Rock-Solid Application Monitoring with Acceptance Tests

This post introduces the concept of acceptance tests and how they can be used to catch production issues as soon as they appear. It defines what exactly acceptance tests are in this context, how they fit into application monitoring and how to get started.

What are Acceptance Tests? #

Definition #

The common definition of an acceptance test in software is that of a test that is performed to determine if a set of requirements are fulfilled. Such tests are often conducted manually and only before delivering an application to a customer (i.e., these tests are used for the customer to decide whether or not to “accept” the product).

For the purposes of this post however, we define acceptance tests as automated programs that are run at regular intervals to make sure core business functionality of an application is working at all times. I.e., such tests are run before and after an application is delivered to a customer.

Core Characteristics #

The core characteristics of acceptance tests are:

Interface: Acceptance tests interact with the actual production environment, often through the same APIs that real clients are using.
Deployment: Acceptance tests should be deployed separately from the main infrastructure to ensure isolation in the case of failures.
Development: Acceptance tests for a particular feature are usually written by the engineers responsible for that feature during the development process.
Handling Failure: If an acceptance test fails, this usually means that a core business functionality is not working as expected and thus this should be treated as a high-priority incident, and should be investigated immediately.

Each of these topics will be explored in more depth later in this post.
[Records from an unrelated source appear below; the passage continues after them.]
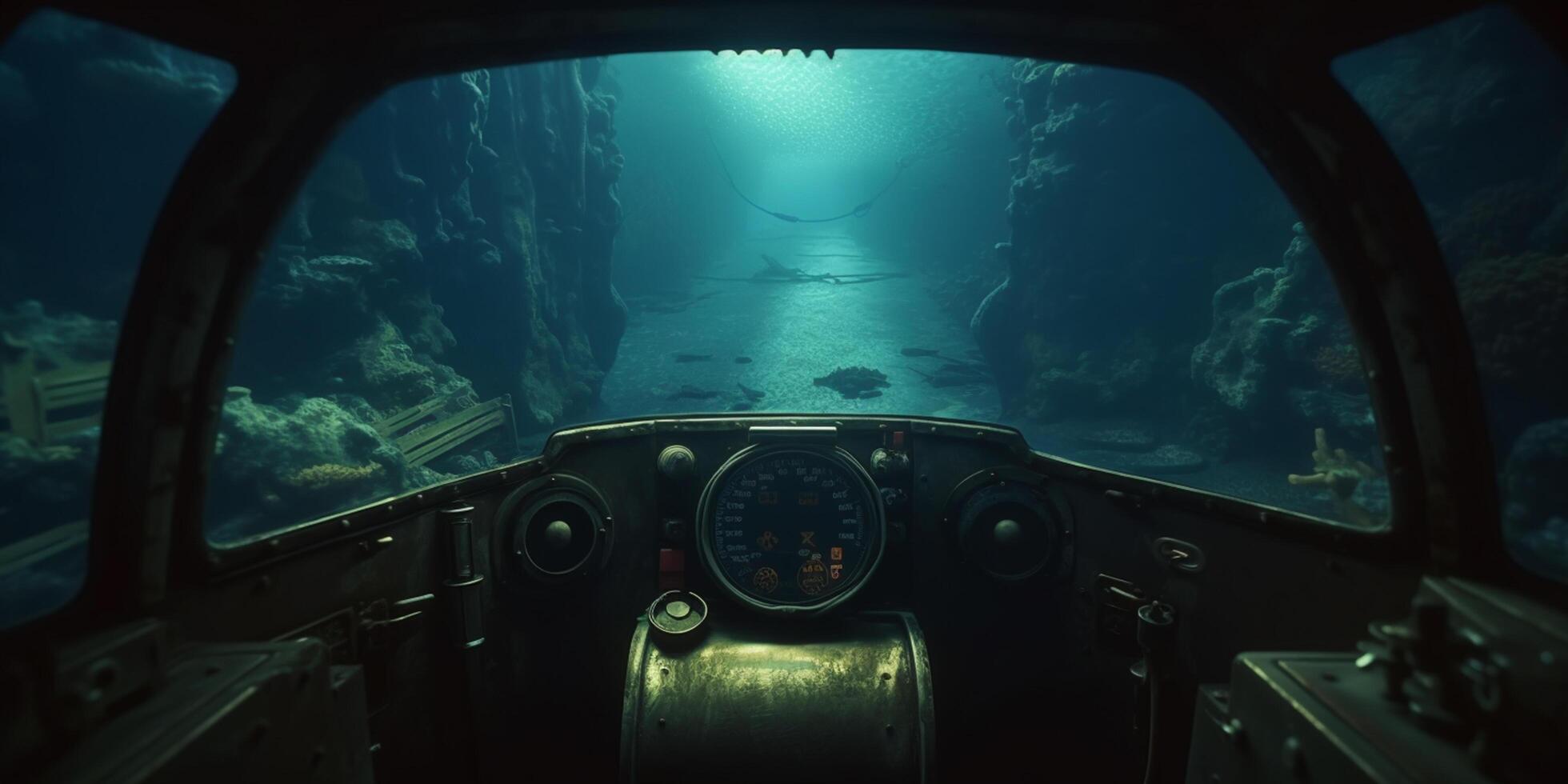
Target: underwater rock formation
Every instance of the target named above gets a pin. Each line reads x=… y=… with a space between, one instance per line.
x=460 y=222
x=107 y=121
x=1517 y=310
x=1535 y=516
x=1261 y=323
x=855 y=383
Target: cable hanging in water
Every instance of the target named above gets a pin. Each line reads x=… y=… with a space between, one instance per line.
x=858 y=212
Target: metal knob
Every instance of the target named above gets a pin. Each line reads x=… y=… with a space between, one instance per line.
x=558 y=535
x=1007 y=532
x=676 y=462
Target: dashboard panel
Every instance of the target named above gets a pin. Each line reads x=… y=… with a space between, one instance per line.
x=783 y=529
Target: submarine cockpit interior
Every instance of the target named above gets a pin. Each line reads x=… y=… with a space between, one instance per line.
x=784 y=392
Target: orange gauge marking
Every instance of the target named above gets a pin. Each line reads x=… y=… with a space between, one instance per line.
x=813 y=578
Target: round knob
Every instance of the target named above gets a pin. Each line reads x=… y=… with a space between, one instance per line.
x=676 y=462
x=1007 y=532
x=558 y=535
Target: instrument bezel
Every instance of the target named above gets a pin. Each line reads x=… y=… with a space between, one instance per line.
x=836 y=455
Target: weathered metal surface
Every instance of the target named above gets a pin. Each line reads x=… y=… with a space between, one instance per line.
x=842 y=702
x=261 y=710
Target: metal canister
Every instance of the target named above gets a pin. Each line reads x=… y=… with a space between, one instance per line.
x=844 y=700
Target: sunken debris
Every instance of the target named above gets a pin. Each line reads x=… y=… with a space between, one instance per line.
x=955 y=375
x=855 y=383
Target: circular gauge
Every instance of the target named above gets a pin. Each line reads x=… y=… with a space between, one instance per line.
x=790 y=529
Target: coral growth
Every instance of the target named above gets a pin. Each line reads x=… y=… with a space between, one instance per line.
x=1341 y=474
x=1517 y=310
x=1339 y=364
x=855 y=383
x=325 y=475
x=1535 y=499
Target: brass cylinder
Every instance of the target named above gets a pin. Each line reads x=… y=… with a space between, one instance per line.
x=841 y=700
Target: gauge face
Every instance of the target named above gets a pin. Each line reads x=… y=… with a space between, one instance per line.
x=792 y=527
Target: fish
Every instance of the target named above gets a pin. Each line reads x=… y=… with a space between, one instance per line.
x=690 y=392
At the end, I will give some suggestions on how to get started with acceptance tests.

Case Study: An Example Acceptance Test #

To illustrate the idea of acceptance test, consider the following example acceptance test I have recently built for a customer as part of my freelance work:

This company operates an IoT application with hundreds of devices sending sensor data to an event processing platform every few seconds. There are several consumers of these events, one of which takes the sensor data and writes it into a time series database for further analysis. In the past, this consumer has had some problems, causing sensor data to not be written into the database as specified. Since the contents of the time series database were checked only manually from time to time, often no one noticed the failing consumer for days, causing data to be irrevocably lost.

In addition to fixing the problems with the event consumer, I made sure such issues no longer stay undetected. To that end, I developed an acceptance test that verifies this entire pipeline from start (sending sensor data) to finish (finding the sensor data in the time series database). If some component of the pipeline fails, this test will detect that and alert us.
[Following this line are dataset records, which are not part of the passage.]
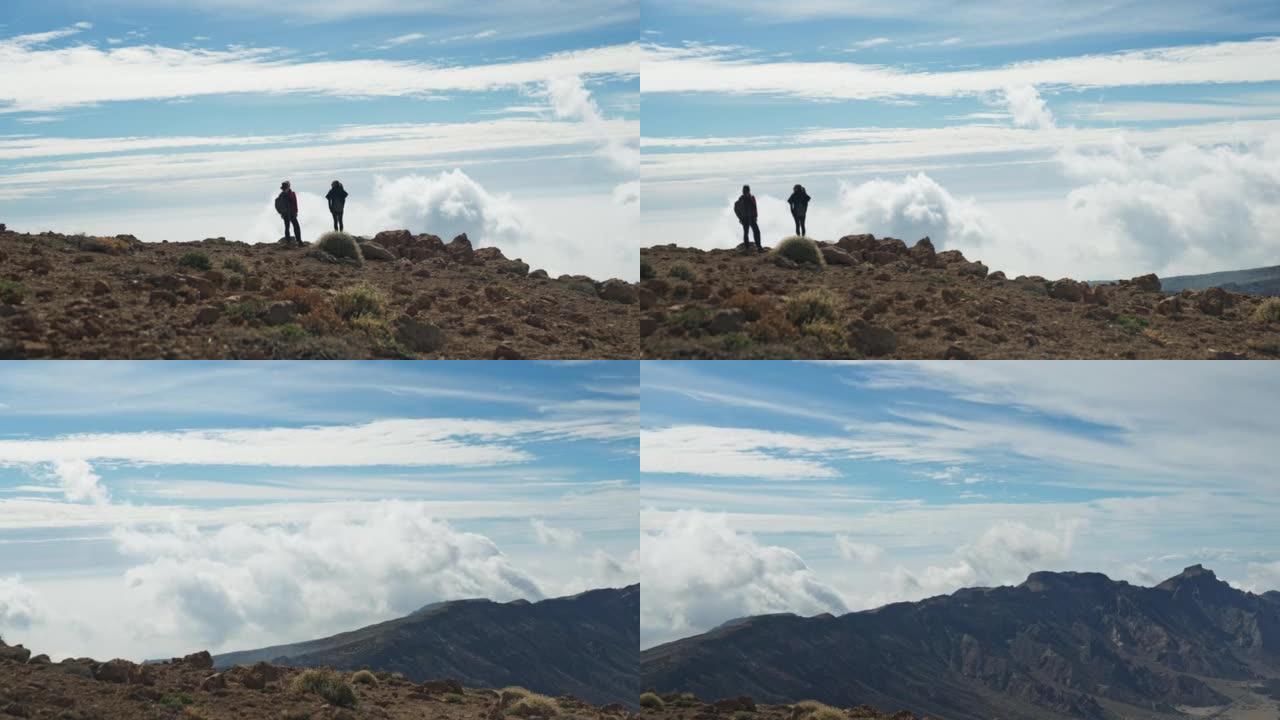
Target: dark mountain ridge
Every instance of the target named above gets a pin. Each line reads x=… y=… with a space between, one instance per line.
x=1060 y=645
x=583 y=645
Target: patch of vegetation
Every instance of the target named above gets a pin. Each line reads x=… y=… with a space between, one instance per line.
x=196 y=261
x=360 y=301
x=810 y=306
x=534 y=705
x=800 y=250
x=1267 y=310
x=690 y=318
x=814 y=710
x=753 y=306
x=647 y=270
x=684 y=272
x=341 y=245
x=177 y=701
x=12 y=292
x=327 y=684
x=1130 y=324
x=292 y=332
x=246 y=309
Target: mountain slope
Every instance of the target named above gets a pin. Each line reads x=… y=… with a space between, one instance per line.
x=1255 y=281
x=411 y=297
x=585 y=646
x=864 y=296
x=1060 y=645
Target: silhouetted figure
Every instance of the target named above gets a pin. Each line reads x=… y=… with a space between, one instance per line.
x=799 y=203
x=287 y=205
x=748 y=214
x=337 y=199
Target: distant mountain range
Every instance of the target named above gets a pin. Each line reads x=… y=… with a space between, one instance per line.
x=584 y=645
x=1257 y=281
x=1060 y=645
Concretely, the acceptance test creates a virtual device and sends a few mock events containing random but well-known sensor data points, in exactly the same way as an actual IoT device does. It then probes the time series database with a linear back-off to look for the specific data points it has sent until it has either found them (in which case the test succeeds) or a timeout has been reached (in which case the test fails). The timeout value (e.g., 20 seconds) has been carefully chosen using historical metrics of device-to-database latencies.
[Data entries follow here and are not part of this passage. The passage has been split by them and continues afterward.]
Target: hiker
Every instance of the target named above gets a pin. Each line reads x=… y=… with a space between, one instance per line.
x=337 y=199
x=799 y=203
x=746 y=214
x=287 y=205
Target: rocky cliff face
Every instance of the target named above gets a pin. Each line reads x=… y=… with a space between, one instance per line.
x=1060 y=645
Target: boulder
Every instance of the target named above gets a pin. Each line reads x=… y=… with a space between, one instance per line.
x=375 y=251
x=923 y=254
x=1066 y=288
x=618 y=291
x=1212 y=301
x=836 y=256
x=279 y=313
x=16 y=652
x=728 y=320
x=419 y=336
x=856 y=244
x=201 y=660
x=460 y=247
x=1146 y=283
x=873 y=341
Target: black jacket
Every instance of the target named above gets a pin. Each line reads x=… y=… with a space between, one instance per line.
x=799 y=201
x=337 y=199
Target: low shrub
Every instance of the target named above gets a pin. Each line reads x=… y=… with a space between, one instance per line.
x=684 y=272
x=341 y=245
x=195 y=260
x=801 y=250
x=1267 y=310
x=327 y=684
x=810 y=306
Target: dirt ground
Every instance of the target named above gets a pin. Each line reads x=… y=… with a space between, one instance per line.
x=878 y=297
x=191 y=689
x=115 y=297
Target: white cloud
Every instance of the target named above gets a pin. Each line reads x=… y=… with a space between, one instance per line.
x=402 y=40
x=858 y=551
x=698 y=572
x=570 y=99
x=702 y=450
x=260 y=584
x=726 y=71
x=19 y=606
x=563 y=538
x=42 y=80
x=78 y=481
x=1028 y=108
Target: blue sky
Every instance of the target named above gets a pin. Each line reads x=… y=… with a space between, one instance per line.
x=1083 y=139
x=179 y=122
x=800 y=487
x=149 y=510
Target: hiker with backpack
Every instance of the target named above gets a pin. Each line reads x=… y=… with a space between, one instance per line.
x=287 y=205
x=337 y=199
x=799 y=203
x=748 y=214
This test runs every 30 minutes and immediately sends alerts if it fails. Whenever some component of this IoT event processing pipeline is failing, the acceptance test will detect this within 30 minutes, which will allow us to investigate and resolve the issue. There has been no loss of data since deploying the acceptance test.

Acceptance Tests for Application Monitoring #

Application monitoring entails many facets, including the aggregated collection of logs and the collection and analysis of instance and application-specific metrics (e.g., CPU utilization of various instances, task queue lengths, event ages at processing time, etc.). I consider acceptance tests as a separate concept that can provide a type of monitoring that the other solutions cannot.

Log aggregation and metric collection along with anomaly detection and alerting are often available as standardized services that can be used in a wide variety of applications (e.g., DataDog or Elastic have offerings in this segment). Acceptance tests on the other hand are custom-made, application-specific and business-logic-sensitive programs that are built by the same engineers that build the application itself. This allows them to not only document what is going on with the application and infrastructure (collecting logs and metrics) and “guess” when something is failing (anomaly detection and alerting rules based on metrics), but to actually check whether an application is doing what it should or not.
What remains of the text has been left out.